Adventures in Podiatry and Neurology

WARNING: THIS ONE IS GRAPHIC EVEN BY MY STANDARDS.  NEEDLES, PAIN, AND TOENAILS.

Recently I learned toenails aren’t supposed to be under the skin of your foot and hurt constantly; this is an ingrown toenail and it’s a solvable problem.  By “recently” I mean a year and a half ago, but a little pain when I flexed my toes in a shoe did not seem as important as the pain in my mouth or my inability to digest food, so I only got around to seeing a podiatrist now.  If you develop an ingrown toenail there are home treatments to coax it better, but if you’ve always had it the cure is a little more drastic: they cut off the bit of the nail that has grown under the skin and cauterize the nail bed so it never grows back. If you are curious, here’s a video of the actual medical procedure:

The worst part is the lidocaine injection. There’s a topical anesthetic, but they root the extremely thin nail around under your skin in order to find the nerves and inject directly over them. The podiatrist will describe it as slightly painful, but they are lying, and it will make you doubt them when they promise the rest of the procedure is painless. That part turned out to be true: with enough lidocaine you genuinely can’t feel them slip the scissors/pliers under the nail bed, or the burny stuff*, unless you are a freak who processes -cain very quickly, in which case they will give you more and it will stop hurting.  But the anesthetic injection was pretty brutal.

That is not actually the interesting part. In between the lidocaine and the scissors/pliers, they test your numbness with what looked like a large blunt toothpick. My podiatrist, which more flourish then was strictly necessary, brought it down from a great height onto my toe.

I screamed.

Then I realized it didn’t hurt at all. My brain had combined the memory of the painful needles and the visual information about incoming sensation and preemptively sent a scream response before it noticed I couldn’t feel anything. I never had quite that strong a reaction again, but there was an extremely weird dissonance as I watched something I knew should hurt, yet got only vague reports of pressure from the area.
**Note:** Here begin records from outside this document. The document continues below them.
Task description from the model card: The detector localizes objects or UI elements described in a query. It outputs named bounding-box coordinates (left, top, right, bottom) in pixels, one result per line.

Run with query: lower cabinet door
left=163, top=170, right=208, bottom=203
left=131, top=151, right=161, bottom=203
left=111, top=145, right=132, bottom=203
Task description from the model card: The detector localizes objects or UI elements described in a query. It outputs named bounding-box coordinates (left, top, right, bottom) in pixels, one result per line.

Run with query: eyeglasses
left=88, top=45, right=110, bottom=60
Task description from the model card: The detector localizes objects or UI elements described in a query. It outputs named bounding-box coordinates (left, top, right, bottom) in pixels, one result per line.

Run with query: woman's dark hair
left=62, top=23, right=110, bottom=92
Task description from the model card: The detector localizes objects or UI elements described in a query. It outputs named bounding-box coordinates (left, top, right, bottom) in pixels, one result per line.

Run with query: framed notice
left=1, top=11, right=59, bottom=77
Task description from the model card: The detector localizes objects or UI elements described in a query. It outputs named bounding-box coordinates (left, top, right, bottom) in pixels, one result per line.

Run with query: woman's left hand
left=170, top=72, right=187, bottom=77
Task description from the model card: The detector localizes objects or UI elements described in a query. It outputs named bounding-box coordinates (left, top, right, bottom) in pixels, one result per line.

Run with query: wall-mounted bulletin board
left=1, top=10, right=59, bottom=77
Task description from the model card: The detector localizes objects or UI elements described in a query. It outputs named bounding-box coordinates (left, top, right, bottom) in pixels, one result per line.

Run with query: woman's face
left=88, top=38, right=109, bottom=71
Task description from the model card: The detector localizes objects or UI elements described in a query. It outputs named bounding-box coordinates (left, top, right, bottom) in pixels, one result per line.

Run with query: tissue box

This works in reverse too.  Phantom limb syndrome is a condition in which people missing a limb (even one they never had) experience excruciating pain where their brain thinks that limb should be.  One of the only effective treatments is mirror therapy, where a mirror is used to simulate the appearance of the missing limb, and somehow the brain goes “oh, I guess it’s fine.”  This clip from House is not quite as accurate as the matrixectomy one (mirror therapy rarely involves kidnapping), but the science is sound.

The lesson here is that even something that feels incredibly simple and real, like pain, is in fact an artifact of post-processing on several different inputs.

*Dr. Internet says phenol but I could have sworn it started with an M. In my defense, he gave me the proper name after the needles bit and I was fuzzy.